The full list of endorsers is here.
The full list of endorsers is here. Zoran Karapancev / Shutterstock.com

A statewide initiative to make it less impossible to prosecute police officers for the use of deadly force has picked up a series of endorsements from elected officials in the last two weeks. State Senators Pramila Jayapal and Bob Hasegawa have signed on. So has Representative Adam Smith, who represents much of South King County in Congress. Seattle City Council Member Kshama Sawant has also endorsed the initiative, which launched earlier this month:

A coalition of African American, Native American, and Latino families who have lost loved ones to police violence has filed an initiative with the State of Washington to change the state law on deadly force and make it easier to prosecute police officers who kill.

State law currently requires prosecutors to make a two-pronged argument if they are going to prosecute cops for killing someone: They must show that the officer acted "with malice and without a good faith belief." The law, passed in 1986, is one of the most restrictive in the nation.

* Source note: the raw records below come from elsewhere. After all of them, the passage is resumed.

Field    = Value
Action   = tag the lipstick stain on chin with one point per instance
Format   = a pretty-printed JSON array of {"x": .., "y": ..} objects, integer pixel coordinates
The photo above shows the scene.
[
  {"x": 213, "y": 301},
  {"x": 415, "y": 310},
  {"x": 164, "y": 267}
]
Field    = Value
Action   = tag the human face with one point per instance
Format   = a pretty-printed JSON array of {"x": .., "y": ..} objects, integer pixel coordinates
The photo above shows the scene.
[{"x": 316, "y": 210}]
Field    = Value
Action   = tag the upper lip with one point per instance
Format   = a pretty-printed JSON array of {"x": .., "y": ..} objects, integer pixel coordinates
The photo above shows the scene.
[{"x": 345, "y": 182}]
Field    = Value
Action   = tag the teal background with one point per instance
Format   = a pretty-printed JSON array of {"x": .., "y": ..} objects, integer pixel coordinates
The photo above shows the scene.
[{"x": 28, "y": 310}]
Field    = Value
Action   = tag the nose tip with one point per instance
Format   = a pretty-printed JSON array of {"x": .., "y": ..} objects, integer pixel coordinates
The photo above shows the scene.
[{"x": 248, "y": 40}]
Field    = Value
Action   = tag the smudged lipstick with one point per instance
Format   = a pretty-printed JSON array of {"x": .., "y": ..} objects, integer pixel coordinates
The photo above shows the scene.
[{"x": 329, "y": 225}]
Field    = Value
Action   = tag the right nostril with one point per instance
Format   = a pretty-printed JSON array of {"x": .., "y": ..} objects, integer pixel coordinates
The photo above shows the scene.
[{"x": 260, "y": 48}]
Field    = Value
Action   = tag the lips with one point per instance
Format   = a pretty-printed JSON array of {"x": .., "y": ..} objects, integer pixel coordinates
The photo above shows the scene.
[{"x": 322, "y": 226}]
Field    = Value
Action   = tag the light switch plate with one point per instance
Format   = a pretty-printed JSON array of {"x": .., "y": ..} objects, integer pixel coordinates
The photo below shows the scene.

The initiative would strike this so-called "state of mind language" from the statute, language that makes the justness of a killing hinge on how a police officer thinks and feels at the time.

In a message to the group, Jayapal said, "I was working on something very similar in the State Senate last session and am so glad to see your leadership through this initiative." A proposal to reform the law died in a House committee in February.

Members of the coalition have been collecting signatures for the initiative (I-873) at Seattle Pride and outside retail stores throughout the state. But they'll likely need a coordinated drive by paid signature-gatherers to collect the 250,000 signatures necessary to place the initiative on the ballot.